Any document that includes such a large collection of formerly internal or obscure data is bound to make the institution it deals with somewhat vulnerable. Going through the more than 50 pages of maps and graphs in the interim report, it is apparent that Harvard faces serious problems with many of its antiquated utility systems, particularly sewage, steam and water lines. By earmarking certain areas for certain potentials Harvard is bound to arouse suspicion and ire; in outlining specific altternatives toes are sure to be stepped on and many individual domains interfered with.

These are the initial barriers that central planning at Harvard must overcome. Naturally, autonomous faculties and departments tend to protect themselves and to seek to mask their shortcomings. Bose says that he faced a certain degree of institutional resistence in his gathering of information, particularly from departments such as Buildings and Grounds that are responsible for keeping the physical plant in working order.

Intially, for instance, Bose found it hard to gather data about the physical condition of various systems and equipment under the specific responsibility of certain groups. But he claims that as each department saw that the long-run benefits of "putting all of the cards on the table" became apparent, this resistence subsided.

Another problem Bose says he had was in encouraging critical comment from the non-professionals involved in the planning project.

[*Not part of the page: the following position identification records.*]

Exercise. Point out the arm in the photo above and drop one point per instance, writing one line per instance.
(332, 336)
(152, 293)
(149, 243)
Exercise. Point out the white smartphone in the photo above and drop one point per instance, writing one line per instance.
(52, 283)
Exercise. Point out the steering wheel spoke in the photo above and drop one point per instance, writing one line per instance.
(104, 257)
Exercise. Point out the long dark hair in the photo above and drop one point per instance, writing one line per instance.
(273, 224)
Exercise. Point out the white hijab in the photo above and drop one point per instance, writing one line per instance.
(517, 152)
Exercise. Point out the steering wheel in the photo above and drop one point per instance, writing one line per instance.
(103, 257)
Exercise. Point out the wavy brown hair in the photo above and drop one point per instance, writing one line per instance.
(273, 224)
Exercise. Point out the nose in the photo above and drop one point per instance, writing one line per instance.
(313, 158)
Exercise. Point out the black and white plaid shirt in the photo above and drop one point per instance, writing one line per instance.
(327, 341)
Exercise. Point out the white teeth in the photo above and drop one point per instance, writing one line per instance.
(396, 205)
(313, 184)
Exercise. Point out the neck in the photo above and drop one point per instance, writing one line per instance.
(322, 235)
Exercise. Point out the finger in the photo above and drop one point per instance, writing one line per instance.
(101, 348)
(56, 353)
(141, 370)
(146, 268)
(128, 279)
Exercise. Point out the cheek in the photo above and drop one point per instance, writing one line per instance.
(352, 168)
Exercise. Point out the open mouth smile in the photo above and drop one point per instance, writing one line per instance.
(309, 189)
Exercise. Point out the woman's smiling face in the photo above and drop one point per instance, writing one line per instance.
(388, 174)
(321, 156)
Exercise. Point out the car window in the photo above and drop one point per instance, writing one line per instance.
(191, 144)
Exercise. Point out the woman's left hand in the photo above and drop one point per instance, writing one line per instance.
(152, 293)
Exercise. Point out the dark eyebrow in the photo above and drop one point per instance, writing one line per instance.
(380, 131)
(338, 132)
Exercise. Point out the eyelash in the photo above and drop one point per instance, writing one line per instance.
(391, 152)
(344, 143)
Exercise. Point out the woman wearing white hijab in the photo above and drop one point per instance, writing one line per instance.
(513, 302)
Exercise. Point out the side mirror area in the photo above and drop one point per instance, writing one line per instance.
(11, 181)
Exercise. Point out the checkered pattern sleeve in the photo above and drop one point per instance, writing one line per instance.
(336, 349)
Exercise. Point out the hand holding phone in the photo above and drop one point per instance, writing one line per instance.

"I was scared when I first learned that we'd have students meeting with us. I thought they'd be yelling at us and making demands and really sticking it to us. That's the way it probably would have been in the sixties if they'd been working with us. But instead we had a hard time getting them to say anything. They just automatically deferred to us on any questions. They were not critical at all," Bose says.

The tendency of most of the members of the planning discussions who were not technical or institutional experts was to defer to those who were, those who had studied the problems. This lessened what Bose thought could have been constructive debate about the particular planning problems.

The long range planning report offers a tremendous insight into the dilemmas and alternatives facing Harvard and the community in relation to their physical environments. That is precisely what Daly, Goyette, Donald C. Moulton, assistant to Daly, and Bose say was its objective. It sets a series of basic planning assumptions that Harvard will follow in any alternatives it chooses and establishes precedents for land-use and acquisition.

The alternatives are all laid out in the long range report. Drastic measures for the curtailment of traffic in the River House and Harvard Square area, proposals for land swaps and sales of non-essential properties, opportunities and viable locations for future undergraduate or graduate housing, suggestions for the now-unused Sachs estate, and many other proposals come out of this lengthy and intricate document. Although much of the data will change or become obsolete over time, the report should be usable and a valuable document for at least the next ten years. But now that the data has all been collected and the possibilities thoroughly sketched, it is still up to the Corporation, President Bok and each faculty and department to carry the ball. They must see that the wealth of information is used to ensure that Harvard utilizes its physical resources efficiently and with acute attention to the needs of the communities in which it resides.